Think of context like RAM

Just like you wouldn’t load every library into memory at startup, don’t load every tool and piece of documentation into Claude’s context. Load what you need, when you need it. Use /context to monitor your usage.

Skills

Skills are reusable packages of knowledge and instructions that Claude loads on demand. They live in .claude/skills/ (project-level) or ~/.claude/skills/ (user-level, available across all projects).

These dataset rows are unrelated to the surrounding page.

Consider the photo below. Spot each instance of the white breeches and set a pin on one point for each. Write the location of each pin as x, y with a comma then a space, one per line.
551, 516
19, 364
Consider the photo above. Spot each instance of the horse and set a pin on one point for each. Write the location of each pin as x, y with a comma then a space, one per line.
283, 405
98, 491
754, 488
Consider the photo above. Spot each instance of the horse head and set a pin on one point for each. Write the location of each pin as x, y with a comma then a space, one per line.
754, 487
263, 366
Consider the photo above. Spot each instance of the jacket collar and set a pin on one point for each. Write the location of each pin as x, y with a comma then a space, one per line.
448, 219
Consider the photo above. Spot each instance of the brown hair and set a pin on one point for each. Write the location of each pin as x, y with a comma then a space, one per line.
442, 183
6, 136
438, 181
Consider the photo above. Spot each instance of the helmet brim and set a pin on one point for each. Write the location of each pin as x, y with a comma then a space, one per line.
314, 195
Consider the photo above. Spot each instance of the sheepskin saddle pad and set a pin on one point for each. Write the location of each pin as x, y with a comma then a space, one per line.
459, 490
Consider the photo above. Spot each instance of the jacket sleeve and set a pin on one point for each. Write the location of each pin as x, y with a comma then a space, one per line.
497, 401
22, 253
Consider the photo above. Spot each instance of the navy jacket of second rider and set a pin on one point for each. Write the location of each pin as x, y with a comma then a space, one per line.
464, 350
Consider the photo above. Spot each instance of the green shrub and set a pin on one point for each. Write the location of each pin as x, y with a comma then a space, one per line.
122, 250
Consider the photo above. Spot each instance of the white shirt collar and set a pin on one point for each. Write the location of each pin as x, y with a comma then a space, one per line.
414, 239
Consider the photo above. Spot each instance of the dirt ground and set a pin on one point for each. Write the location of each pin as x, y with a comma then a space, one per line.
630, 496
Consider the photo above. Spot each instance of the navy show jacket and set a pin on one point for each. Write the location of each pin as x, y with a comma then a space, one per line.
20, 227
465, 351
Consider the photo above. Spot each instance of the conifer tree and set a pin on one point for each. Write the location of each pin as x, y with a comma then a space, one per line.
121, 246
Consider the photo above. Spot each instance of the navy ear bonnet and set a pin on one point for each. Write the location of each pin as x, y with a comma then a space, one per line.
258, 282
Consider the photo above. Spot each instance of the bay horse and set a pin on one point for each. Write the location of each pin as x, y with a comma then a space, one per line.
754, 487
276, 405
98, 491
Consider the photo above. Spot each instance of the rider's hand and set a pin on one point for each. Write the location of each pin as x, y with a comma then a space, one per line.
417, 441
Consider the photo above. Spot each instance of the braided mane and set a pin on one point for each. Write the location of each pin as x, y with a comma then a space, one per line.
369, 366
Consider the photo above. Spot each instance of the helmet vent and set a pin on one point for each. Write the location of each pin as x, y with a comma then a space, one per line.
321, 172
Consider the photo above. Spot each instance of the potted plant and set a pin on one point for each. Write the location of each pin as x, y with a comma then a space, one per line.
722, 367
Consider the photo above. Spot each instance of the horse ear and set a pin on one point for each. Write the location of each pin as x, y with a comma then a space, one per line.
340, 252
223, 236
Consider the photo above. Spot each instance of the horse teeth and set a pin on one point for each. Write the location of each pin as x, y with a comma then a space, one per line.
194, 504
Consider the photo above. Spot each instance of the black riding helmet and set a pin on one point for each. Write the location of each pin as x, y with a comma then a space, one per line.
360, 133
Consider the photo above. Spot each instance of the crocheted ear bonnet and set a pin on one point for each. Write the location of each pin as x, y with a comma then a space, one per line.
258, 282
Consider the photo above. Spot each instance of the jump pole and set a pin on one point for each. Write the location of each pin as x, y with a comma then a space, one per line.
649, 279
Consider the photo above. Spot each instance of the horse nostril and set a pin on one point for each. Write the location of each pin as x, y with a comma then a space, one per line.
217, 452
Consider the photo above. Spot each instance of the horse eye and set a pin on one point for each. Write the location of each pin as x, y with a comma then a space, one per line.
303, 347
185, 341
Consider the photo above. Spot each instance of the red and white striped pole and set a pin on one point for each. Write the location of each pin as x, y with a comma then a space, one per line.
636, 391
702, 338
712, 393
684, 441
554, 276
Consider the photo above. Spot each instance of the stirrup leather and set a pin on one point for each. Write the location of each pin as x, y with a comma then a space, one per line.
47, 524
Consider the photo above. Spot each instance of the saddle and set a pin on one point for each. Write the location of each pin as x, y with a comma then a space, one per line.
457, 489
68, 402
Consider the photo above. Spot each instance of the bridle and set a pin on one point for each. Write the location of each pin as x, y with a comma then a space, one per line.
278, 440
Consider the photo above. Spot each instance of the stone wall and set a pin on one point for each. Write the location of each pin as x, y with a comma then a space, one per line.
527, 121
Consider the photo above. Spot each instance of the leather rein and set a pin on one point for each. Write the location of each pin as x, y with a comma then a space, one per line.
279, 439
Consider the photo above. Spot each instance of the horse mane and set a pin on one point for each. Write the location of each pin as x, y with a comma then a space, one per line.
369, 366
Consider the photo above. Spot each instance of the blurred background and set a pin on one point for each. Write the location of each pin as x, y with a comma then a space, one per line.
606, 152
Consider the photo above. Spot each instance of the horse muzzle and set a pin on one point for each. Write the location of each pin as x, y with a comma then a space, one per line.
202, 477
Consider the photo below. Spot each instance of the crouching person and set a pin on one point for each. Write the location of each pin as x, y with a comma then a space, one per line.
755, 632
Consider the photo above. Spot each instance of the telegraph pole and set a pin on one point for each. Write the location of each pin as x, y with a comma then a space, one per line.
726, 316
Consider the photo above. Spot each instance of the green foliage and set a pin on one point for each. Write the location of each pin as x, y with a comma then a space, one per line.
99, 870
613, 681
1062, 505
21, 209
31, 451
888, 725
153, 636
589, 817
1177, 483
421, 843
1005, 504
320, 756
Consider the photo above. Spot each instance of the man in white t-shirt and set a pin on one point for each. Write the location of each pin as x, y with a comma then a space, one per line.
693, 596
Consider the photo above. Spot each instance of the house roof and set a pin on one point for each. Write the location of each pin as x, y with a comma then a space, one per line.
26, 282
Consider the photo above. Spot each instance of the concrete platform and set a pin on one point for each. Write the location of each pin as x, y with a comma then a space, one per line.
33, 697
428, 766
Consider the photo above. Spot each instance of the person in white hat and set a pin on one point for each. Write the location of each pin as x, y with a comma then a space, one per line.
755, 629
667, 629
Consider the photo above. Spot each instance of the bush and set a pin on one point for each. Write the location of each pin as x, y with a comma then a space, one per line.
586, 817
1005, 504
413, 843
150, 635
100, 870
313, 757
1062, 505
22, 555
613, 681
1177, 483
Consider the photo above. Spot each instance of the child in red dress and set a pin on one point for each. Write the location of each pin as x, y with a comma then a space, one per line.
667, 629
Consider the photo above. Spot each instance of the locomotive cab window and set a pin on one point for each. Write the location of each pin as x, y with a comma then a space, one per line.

A skill is a directory with a SKILL.md file as its entry point, a references/ folder for detailed documentation, and an optional scripts/ folder for tooling:

12345678910111213141516
.claude/skills/
  deploy/
    SKILL.md
    references/
      environments.md
      rollback-process.md
    scripts/
      check-deploy-status.py
  database/
    SKILL.md
    references/
      migrations.md
      schema-conventions.md
      query-patterns.md
    scripts/
      validate-migration.py

SKILL.md Structure

Every skill has a SKILL.md with YAML frontmatter and a markdown body:

.claude/skills/deploy/SKILL.md
123456789101112131415161718192021222324252627
---
name: deploy
description: >
  This skill should be used when the user asks to "deploy",
  "release", "push to production", "ship it", or needs guidance
  on the deployment pipeline, rollback process, or environment
  configuration.
---

# Deployment

## Process

1. Run `just test` to verify all tests pass
2. Run `just build` to create production build
3. Create a release tag: `git tag -a v$(date +%Y%m%d) -m "Release"`
4. Push the tag: `git push origin --tags`
5. The CI pipeline handles the rest

## Reference Documentation

- references/environments.md — Environment config and promotion flow
- references/rollback-process.md — Detailed rollback procedures

## Scripts

- scripts/check-deploy-status.py — Check current deployment status

The frontmatter description is the most important part — it determines when Claude activates the skill. Write it in third person with specific trigger phrases that match what you’d actually say. Include 5-10 trigger phrases for good coverage.

The body is the actual knowledge and instructions. Keep it under 2,000 words. List your reference files so Claude knows what’s available and can read them when it needs deeper detail on a specific topic.

Reference Files

The references/ folder holds detailed documentation that Claude reads on demand. Each file covers a specific topic and is listed in the SKILL.md so Claude knows where to look. This is progressive disclosure in action — the SKILL.md gives Claude the overview, and reference files provide the depth only when needed.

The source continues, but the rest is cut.